Sabíamos en estos días de la dimisión “forzada” de la consejera de educación de la comunidad de Madrid. Lucía Figar se va, a Lucía Figar la echan… qué más da. El caso es que su directa o indirectamente algo tiene que contarle al juez sobre el tema de la corrupción descubierta en la red púnica. Porque eso, y no otra cosa, es lo que significa estar “imputado” tal y como están empeñados en recordarnos desde diferentes medios. Me importa un pimiento que al final esté implicada o no en la red. Al margen de que se haya beneficiado de su cargo, lo cierto es que ha corrompido el sistema público de educación madrileña. Un delito y un daño social que sin duda es mucho mayor que el apropiarse indebidamente de lo que no es suyo. Importa bien poco cuál sea su futuro judicial, cuando el panorama que ha dejado detrás de sus años de gestión se resumen en una sola palabra: antipolítica. Es una de las paradojas de un liberalismo mal entendido: a menudo sus políticos son antipolíticos. Y terminan dejándolo todo destrozado.
A juzgar por lo que cuentan compañeros de Madrid y diversos medios de comunicación, los logros de la imputada se resumen en: recortes en personal, aumento de ratios, bilingüismo sin ton ni son, presumir de calidad y excelencia y… ¡privatización!. Lo demás será todo lo discutible que se quiera, pero esto último es imperdonable en un político. Casualmente, le ha tocado gobernar la educación en un tiempo que requería de la construcción de nuevos centros educativos. Nuevos barrios, nuevas zonas residenciales y ciudades que han seguido crecienco en alguna de sus partes. Y en muchos de estos casos, se ha preferido “dar facilidades” a orghanizaciones religiosas o iniciativas privadas antes de construir centros públicos. En esto consiste la antipolítica: quien gestiona lo público renuncia a que el servicio en cuestión siga siendo público. Prefiere una subcontrata, sea por motivos ideológicos o económicos, a tomar la iniciativa de la educación.

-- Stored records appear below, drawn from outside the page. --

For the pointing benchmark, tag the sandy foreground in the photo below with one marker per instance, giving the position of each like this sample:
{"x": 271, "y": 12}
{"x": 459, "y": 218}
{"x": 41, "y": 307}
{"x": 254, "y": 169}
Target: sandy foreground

El estado tiene que encargarse de la educación de los ciudadanos. Esta idea tan sencilla hunde sus raíces en Grecia y encuentra en Platón y Aristóteles a unos de sus primeros defensores. Debería ser obligatorio que allí donde hay un fuerte crecimiento demográfico y una demanda real de un centro educativo, el estado tomara la iniciativa de garantizar una oferta sólida y permanente en el tiempo. Y cualquier otra fórmula es negar la esencia de lo que es política en su sentido más noble: atender al bien común. La gestión de la ya dimitada consejera ha hecho precisamente esto: dejadez de funciones. Permitir que eduquen otros. Facilitar que sean otros los que asuman la tarea. A nadie se le ocurre que un profesor de un centro educativo subcontrate a otro profesor en paro por la mitad de sueldo: quien esto haga estaría dejando de cumplir sus obligaciones. Sin imbargo asistimos impávidos a gestiones públicas que consisten en la antigestión, y permitimos que quien debería organizar la educación de una comunidad autónoma deje de hacerlo, dejando en manos de no se sabe bien qué organizaciones e intereses esta tarea. A ver quién le da la vuelta ahora a la tortilla, cuando ya se han hecho una serie de concesiones y se han otorgado unos derechos. Un daño social y educativo que se dejará notar durante décadas.